Yes, this meets my failure mode of requiring two or more reads to
succeed. The example frightens me in a goto-esque way, if you know
what I mean ;-)

> It could be that I misunderstood the original question. In an attempt
> to clarify...
> A homogenous (generic) interface is achieved at the lock level. That
> is, sharable_lock has a member function called lock() which calls
> lock_sharable() on the underlying mutex. A scoped (or exclusive) lock
> has a member function called lock() which calls lock() (or
> lock_exclusive()) on the underlying mutex.
> Code that is generic in locks, for example:
> // atomically lock two locks (without fear of deadlock)
> template <class TryLock1, class TryLock2>
> void lock(TryLock1& l1, TryLock2& l2);
> will work whether the two locks are exclusive, sharable, promotable, or
> some mix, as they all share the same generic interface (lock(),
> try_lock(), etc.).
> So in a sense, if mutexes retain a heterogeneous interface,
> implementing only what they can truly deliver, and locks wrap the mutex
> with a homogenous interface, then we really do have the choice you
> speak of.

Not sure I get it. Hasn't that just moved the cheese? I'm missing
the part where you can write, say for example, a sharable
namespace::vector<T, Synch> where Synch is your model that can be
sharable, exclusive or null. I can see that your approach will work
by redirecting the lock type being used for sharable and exclusive
equivalents for each model, but it maintains similar issues. Is that

> >> PS: Here is my wishlist of mutex capabilities. But this list isn't
> >> meant to imply that all mutexes must support all of these
> >> capabilities.
> >> Locks should be able to pick and choose what they need out of a
> >> mutex,
> >> using only a subset of this functionality when appropriate. A lock
> >> templated on a mutex will only require those mutex capabilities
> >> actually instantiated by the lock client.
> >>
> >>
> >> threads_move.html#Summary%20of%20mutex%20operations
> >
> > I'll have a look. It is certainly impressive looking. There is a lot
> > of capability I've never needed there...
> It is really nothing more than:
> > This gives you a substitutable taxonomy of
> > null->exclusive->shareable->promotable.
> except null is missing. I've never used null, except when I throw a
> master switch that says: Ok, everybody out of the pool except one guy!
> (single thread mode and everything becomes a null lock) :-)

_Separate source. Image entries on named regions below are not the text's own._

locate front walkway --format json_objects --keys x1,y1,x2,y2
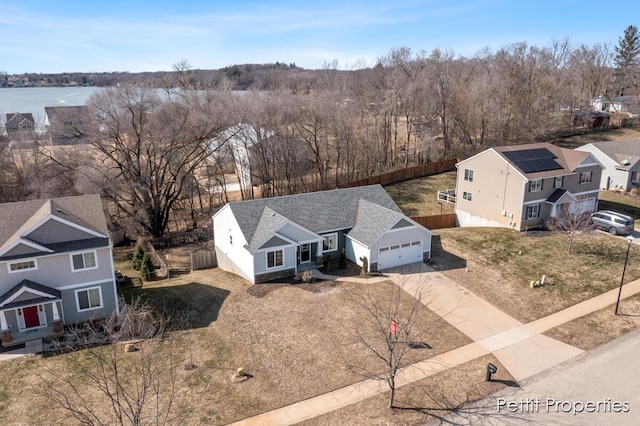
[{"x1": 233, "y1": 264, "x2": 640, "y2": 425}]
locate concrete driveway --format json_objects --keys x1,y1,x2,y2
[
  {"x1": 387, "y1": 263, "x2": 583, "y2": 381},
  {"x1": 434, "y1": 330, "x2": 640, "y2": 426}
]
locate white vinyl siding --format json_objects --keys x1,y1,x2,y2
[
  {"x1": 267, "y1": 250, "x2": 284, "y2": 269},
  {"x1": 322, "y1": 232, "x2": 338, "y2": 253},
  {"x1": 553, "y1": 176, "x2": 564, "y2": 188},
  {"x1": 464, "y1": 169, "x2": 473, "y2": 182},
  {"x1": 527, "y1": 204, "x2": 540, "y2": 219}
]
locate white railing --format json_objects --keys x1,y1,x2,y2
[{"x1": 438, "y1": 189, "x2": 456, "y2": 204}]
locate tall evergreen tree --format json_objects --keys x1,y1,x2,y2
[{"x1": 614, "y1": 25, "x2": 640, "y2": 96}]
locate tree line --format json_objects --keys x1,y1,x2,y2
[{"x1": 0, "y1": 26, "x2": 640, "y2": 240}]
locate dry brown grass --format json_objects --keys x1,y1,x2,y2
[
  {"x1": 432, "y1": 228, "x2": 640, "y2": 323},
  {"x1": 300, "y1": 355, "x2": 514, "y2": 426},
  {"x1": 0, "y1": 269, "x2": 469, "y2": 424},
  {"x1": 384, "y1": 172, "x2": 456, "y2": 216},
  {"x1": 545, "y1": 295, "x2": 640, "y2": 351}
]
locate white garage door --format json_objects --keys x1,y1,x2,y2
[{"x1": 378, "y1": 240, "x2": 422, "y2": 270}]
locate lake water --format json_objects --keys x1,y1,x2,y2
[{"x1": 0, "y1": 87, "x2": 103, "y2": 129}]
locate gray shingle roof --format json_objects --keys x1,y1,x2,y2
[
  {"x1": 591, "y1": 139, "x2": 640, "y2": 169},
  {"x1": 0, "y1": 195, "x2": 109, "y2": 258},
  {"x1": 349, "y1": 199, "x2": 405, "y2": 247},
  {"x1": 492, "y1": 142, "x2": 589, "y2": 179},
  {"x1": 0, "y1": 280, "x2": 62, "y2": 309},
  {"x1": 229, "y1": 185, "x2": 402, "y2": 248}
]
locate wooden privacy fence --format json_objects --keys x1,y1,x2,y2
[
  {"x1": 411, "y1": 213, "x2": 456, "y2": 229},
  {"x1": 191, "y1": 251, "x2": 218, "y2": 271},
  {"x1": 342, "y1": 158, "x2": 459, "y2": 188}
]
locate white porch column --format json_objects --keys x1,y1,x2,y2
[
  {"x1": 51, "y1": 302, "x2": 60, "y2": 321},
  {"x1": 316, "y1": 240, "x2": 324, "y2": 266},
  {"x1": 0, "y1": 311, "x2": 9, "y2": 331}
]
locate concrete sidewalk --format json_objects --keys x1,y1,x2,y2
[
  {"x1": 234, "y1": 264, "x2": 640, "y2": 425},
  {"x1": 391, "y1": 264, "x2": 582, "y2": 381}
]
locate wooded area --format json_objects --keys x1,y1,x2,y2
[{"x1": 0, "y1": 26, "x2": 640, "y2": 236}]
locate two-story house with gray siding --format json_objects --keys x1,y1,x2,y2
[
  {"x1": 455, "y1": 143, "x2": 602, "y2": 231},
  {"x1": 0, "y1": 195, "x2": 119, "y2": 346}
]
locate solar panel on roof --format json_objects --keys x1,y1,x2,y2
[{"x1": 503, "y1": 148, "x2": 562, "y2": 173}]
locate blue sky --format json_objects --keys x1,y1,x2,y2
[{"x1": 0, "y1": 0, "x2": 640, "y2": 74}]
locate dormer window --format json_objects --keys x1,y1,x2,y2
[{"x1": 553, "y1": 176, "x2": 564, "y2": 188}]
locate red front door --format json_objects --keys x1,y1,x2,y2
[{"x1": 22, "y1": 306, "x2": 40, "y2": 328}]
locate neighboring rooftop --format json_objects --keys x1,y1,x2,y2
[
  {"x1": 493, "y1": 142, "x2": 590, "y2": 179},
  {"x1": 0, "y1": 195, "x2": 109, "y2": 251}
]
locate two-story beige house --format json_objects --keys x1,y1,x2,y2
[{"x1": 455, "y1": 143, "x2": 602, "y2": 231}]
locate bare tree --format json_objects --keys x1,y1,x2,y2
[
  {"x1": 77, "y1": 88, "x2": 230, "y2": 236},
  {"x1": 346, "y1": 281, "x2": 424, "y2": 408},
  {"x1": 35, "y1": 300, "x2": 207, "y2": 425},
  {"x1": 548, "y1": 202, "x2": 595, "y2": 253}
]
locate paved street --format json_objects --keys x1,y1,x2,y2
[
  {"x1": 233, "y1": 264, "x2": 640, "y2": 426},
  {"x1": 433, "y1": 330, "x2": 640, "y2": 426}
]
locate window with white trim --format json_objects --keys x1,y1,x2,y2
[
  {"x1": 529, "y1": 179, "x2": 542, "y2": 192},
  {"x1": 553, "y1": 176, "x2": 564, "y2": 188},
  {"x1": 9, "y1": 260, "x2": 37, "y2": 272},
  {"x1": 322, "y1": 232, "x2": 338, "y2": 252},
  {"x1": 267, "y1": 250, "x2": 284, "y2": 269},
  {"x1": 464, "y1": 169, "x2": 473, "y2": 182},
  {"x1": 76, "y1": 287, "x2": 102, "y2": 312},
  {"x1": 71, "y1": 251, "x2": 98, "y2": 271},
  {"x1": 527, "y1": 204, "x2": 540, "y2": 219}
]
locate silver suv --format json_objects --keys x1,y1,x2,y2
[{"x1": 591, "y1": 210, "x2": 633, "y2": 235}]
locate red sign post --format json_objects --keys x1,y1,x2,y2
[{"x1": 389, "y1": 318, "x2": 398, "y2": 337}]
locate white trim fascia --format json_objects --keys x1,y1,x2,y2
[
  {"x1": 297, "y1": 238, "x2": 324, "y2": 245},
  {"x1": 522, "y1": 198, "x2": 547, "y2": 206},
  {"x1": 322, "y1": 231, "x2": 340, "y2": 254},
  {"x1": 7, "y1": 257, "x2": 38, "y2": 274},
  {"x1": 0, "y1": 286, "x2": 60, "y2": 308},
  {"x1": 21, "y1": 213, "x2": 109, "y2": 238},
  {"x1": 296, "y1": 243, "x2": 312, "y2": 262},
  {"x1": 364, "y1": 218, "x2": 433, "y2": 250},
  {"x1": 254, "y1": 232, "x2": 298, "y2": 253},
  {"x1": 274, "y1": 220, "x2": 322, "y2": 243},
  {"x1": 572, "y1": 189, "x2": 600, "y2": 195},
  {"x1": 264, "y1": 248, "x2": 286, "y2": 272},
  {"x1": 345, "y1": 234, "x2": 370, "y2": 249},
  {"x1": 317, "y1": 228, "x2": 350, "y2": 237},
  {"x1": 0, "y1": 237, "x2": 54, "y2": 256},
  {"x1": 68, "y1": 249, "x2": 100, "y2": 273},
  {"x1": 57, "y1": 278, "x2": 115, "y2": 291}
]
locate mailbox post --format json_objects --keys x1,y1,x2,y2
[{"x1": 485, "y1": 363, "x2": 498, "y2": 382}]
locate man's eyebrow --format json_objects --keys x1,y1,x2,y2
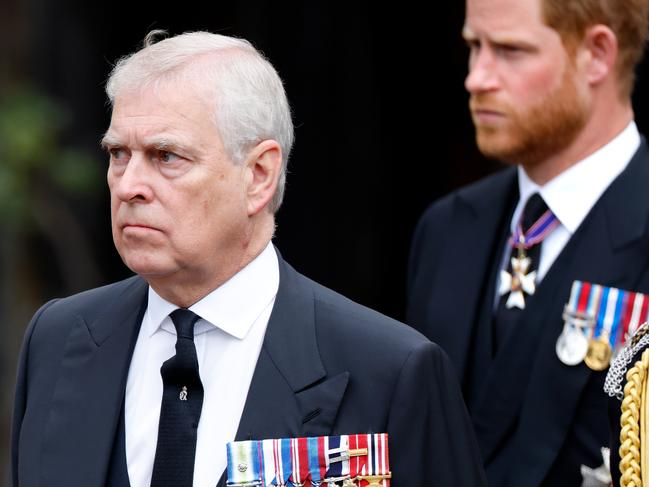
[
  {"x1": 100, "y1": 132, "x2": 122, "y2": 149},
  {"x1": 462, "y1": 25, "x2": 477, "y2": 41}
]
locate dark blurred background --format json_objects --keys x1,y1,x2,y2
[{"x1": 0, "y1": 0, "x2": 649, "y2": 485}]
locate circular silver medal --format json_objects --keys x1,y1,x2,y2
[{"x1": 556, "y1": 326, "x2": 588, "y2": 365}]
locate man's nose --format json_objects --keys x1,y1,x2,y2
[{"x1": 464, "y1": 48, "x2": 499, "y2": 94}]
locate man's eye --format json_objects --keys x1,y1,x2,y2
[
  {"x1": 108, "y1": 147, "x2": 128, "y2": 161},
  {"x1": 156, "y1": 150, "x2": 180, "y2": 164}
]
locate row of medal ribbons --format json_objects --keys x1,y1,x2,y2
[
  {"x1": 227, "y1": 433, "x2": 392, "y2": 487},
  {"x1": 556, "y1": 281, "x2": 649, "y2": 371}
]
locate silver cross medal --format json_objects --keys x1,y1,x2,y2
[{"x1": 498, "y1": 249, "x2": 536, "y2": 309}]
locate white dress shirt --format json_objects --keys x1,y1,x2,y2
[
  {"x1": 496, "y1": 121, "x2": 640, "y2": 296},
  {"x1": 125, "y1": 243, "x2": 279, "y2": 487}
]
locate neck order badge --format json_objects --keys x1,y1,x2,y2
[
  {"x1": 499, "y1": 202, "x2": 559, "y2": 309},
  {"x1": 227, "y1": 433, "x2": 392, "y2": 487},
  {"x1": 556, "y1": 281, "x2": 649, "y2": 371}
]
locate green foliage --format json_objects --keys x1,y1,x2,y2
[{"x1": 0, "y1": 88, "x2": 102, "y2": 227}]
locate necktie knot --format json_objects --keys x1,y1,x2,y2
[
  {"x1": 521, "y1": 193, "x2": 548, "y2": 232},
  {"x1": 169, "y1": 308, "x2": 200, "y2": 340}
]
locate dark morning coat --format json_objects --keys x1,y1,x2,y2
[
  {"x1": 12, "y1": 252, "x2": 484, "y2": 487},
  {"x1": 407, "y1": 140, "x2": 649, "y2": 487}
]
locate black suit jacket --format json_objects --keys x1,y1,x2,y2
[
  {"x1": 407, "y1": 140, "x2": 649, "y2": 487},
  {"x1": 12, "y1": 252, "x2": 484, "y2": 487}
]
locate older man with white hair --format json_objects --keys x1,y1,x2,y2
[{"x1": 12, "y1": 32, "x2": 482, "y2": 487}]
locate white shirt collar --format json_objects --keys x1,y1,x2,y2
[
  {"x1": 142, "y1": 242, "x2": 279, "y2": 340},
  {"x1": 512, "y1": 121, "x2": 640, "y2": 234}
]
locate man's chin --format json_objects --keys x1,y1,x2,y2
[{"x1": 476, "y1": 133, "x2": 522, "y2": 164}]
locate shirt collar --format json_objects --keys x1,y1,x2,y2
[
  {"x1": 512, "y1": 121, "x2": 640, "y2": 234},
  {"x1": 142, "y1": 242, "x2": 279, "y2": 340}
]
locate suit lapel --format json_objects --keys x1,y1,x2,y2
[
  {"x1": 474, "y1": 142, "x2": 649, "y2": 485},
  {"x1": 218, "y1": 252, "x2": 349, "y2": 486},
  {"x1": 41, "y1": 278, "x2": 147, "y2": 487}
]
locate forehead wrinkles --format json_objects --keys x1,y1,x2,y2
[{"x1": 463, "y1": 0, "x2": 549, "y2": 37}]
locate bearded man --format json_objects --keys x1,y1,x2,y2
[{"x1": 407, "y1": 0, "x2": 649, "y2": 487}]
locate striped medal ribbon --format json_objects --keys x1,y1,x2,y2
[
  {"x1": 308, "y1": 436, "x2": 328, "y2": 487},
  {"x1": 290, "y1": 438, "x2": 309, "y2": 487},
  {"x1": 584, "y1": 287, "x2": 627, "y2": 371},
  {"x1": 555, "y1": 281, "x2": 602, "y2": 365},
  {"x1": 227, "y1": 441, "x2": 265, "y2": 487},
  {"x1": 227, "y1": 433, "x2": 391, "y2": 487},
  {"x1": 324, "y1": 435, "x2": 349, "y2": 485},
  {"x1": 613, "y1": 292, "x2": 649, "y2": 346},
  {"x1": 343, "y1": 435, "x2": 368, "y2": 487},
  {"x1": 357, "y1": 433, "x2": 392, "y2": 487},
  {"x1": 271, "y1": 438, "x2": 291, "y2": 487}
]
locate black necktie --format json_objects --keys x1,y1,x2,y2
[
  {"x1": 151, "y1": 309, "x2": 203, "y2": 487},
  {"x1": 493, "y1": 193, "x2": 548, "y2": 353}
]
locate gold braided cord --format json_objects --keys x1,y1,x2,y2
[{"x1": 620, "y1": 349, "x2": 649, "y2": 487}]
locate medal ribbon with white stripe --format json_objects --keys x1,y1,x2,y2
[
  {"x1": 260, "y1": 440, "x2": 277, "y2": 487},
  {"x1": 227, "y1": 441, "x2": 261, "y2": 485},
  {"x1": 307, "y1": 437, "x2": 327, "y2": 485},
  {"x1": 291, "y1": 438, "x2": 309, "y2": 487},
  {"x1": 593, "y1": 287, "x2": 626, "y2": 348},
  {"x1": 359, "y1": 433, "x2": 391, "y2": 487},
  {"x1": 620, "y1": 292, "x2": 649, "y2": 344},
  {"x1": 326, "y1": 435, "x2": 349, "y2": 479},
  {"x1": 349, "y1": 435, "x2": 367, "y2": 479},
  {"x1": 272, "y1": 438, "x2": 291, "y2": 485}
]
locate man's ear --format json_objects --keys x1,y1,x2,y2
[
  {"x1": 245, "y1": 140, "x2": 282, "y2": 216},
  {"x1": 577, "y1": 24, "x2": 619, "y2": 86}
]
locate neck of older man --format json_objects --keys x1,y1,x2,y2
[
  {"x1": 522, "y1": 83, "x2": 633, "y2": 186},
  {"x1": 143, "y1": 211, "x2": 275, "y2": 308}
]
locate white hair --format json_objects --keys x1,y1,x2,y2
[{"x1": 106, "y1": 31, "x2": 293, "y2": 212}]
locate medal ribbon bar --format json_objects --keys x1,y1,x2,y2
[{"x1": 227, "y1": 433, "x2": 391, "y2": 487}]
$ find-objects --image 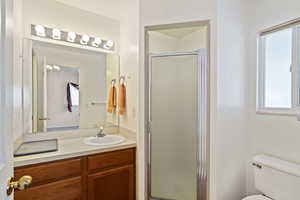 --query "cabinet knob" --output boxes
[6,176,32,196]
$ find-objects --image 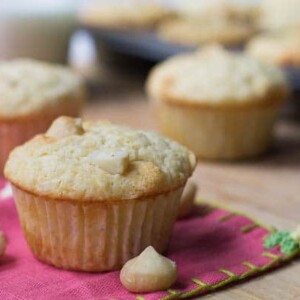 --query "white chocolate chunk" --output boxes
[177,180,197,218]
[120,246,177,293]
[46,116,84,139]
[0,231,6,256]
[89,149,129,175]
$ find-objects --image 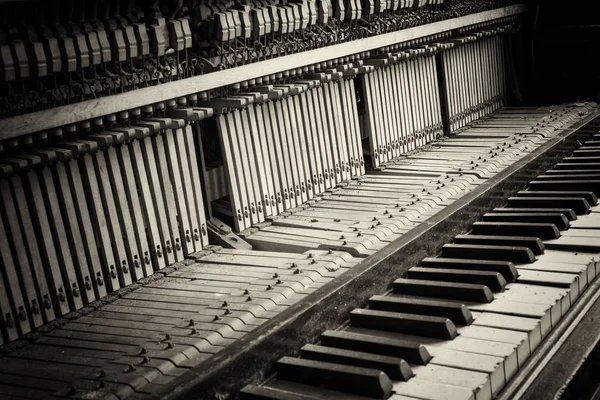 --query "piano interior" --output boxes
[0,0,600,400]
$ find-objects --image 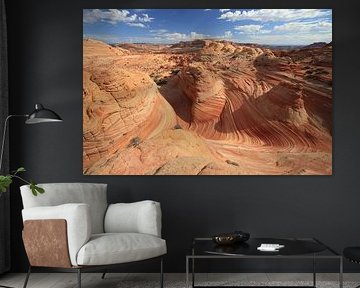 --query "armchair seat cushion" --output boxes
[77,233,166,265]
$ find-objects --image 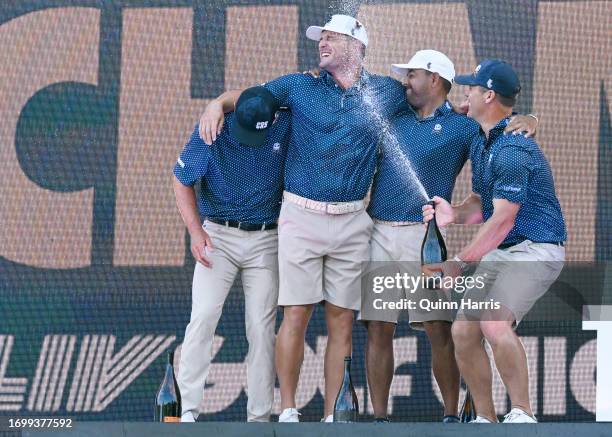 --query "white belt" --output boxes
[373,219,423,226]
[283,191,364,215]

I currently have a system in production that uses single threading and
multithreading approaches in the same process space for performance
reasons. This is not the normal assumption of most concurrency libs.
For example, I had to give up on boost::shared_ptr as I needed single
threaded performance in a multi thread space. Some containers have
dual ported interfaces, where they have a safe multithreaded interface
and a single threaded interface. This posed some interesting
challenges and is something to keep in mind. Not using a master null
switch was important to me.

> I'm also suggesting lock transfers therein, but using the syntax of
> move semantics suggested in the committee papers. Boost could use that
> syntax, but it would be much more of a pain to support in the current
> language, and a few minor things still wouldn't work, for example:
> template <class Lock, class Mutex>
> Lock<Mutex>
> source_lock(Mutex& m)
> {
> Lock<Mutex> lock(m);
> // do something with lock here
> // ...
> return lock;
> }
> That is, the above code is illegal today assuming locks aren't
> copyable. But legal tomorrow assuming that locks are movable.
> However, boost could make syntax like this work:
> upgradable_lock read_lock(mut); // mut read locked
> ...
> scoped_lock write_lock(move(read_lock)); // mut promoted to write lock
> It would involve auto_ptr_ref-like tricks in the locks. For example
> (of such tricks applied to smart pointers):

Neat. Move will change the way we work one day. Meanwhile if I can
conditionally compile out promoteable locks to keep them away from
myself, I'd be happy. They remain in my, "very dangerous and not
worth the grief" category, but I agree that corner cases may be made
for them.

I do wonder about the potential for lack of efficiency for a lock
transfer object. I'll raise that in a reply to Mike's mail.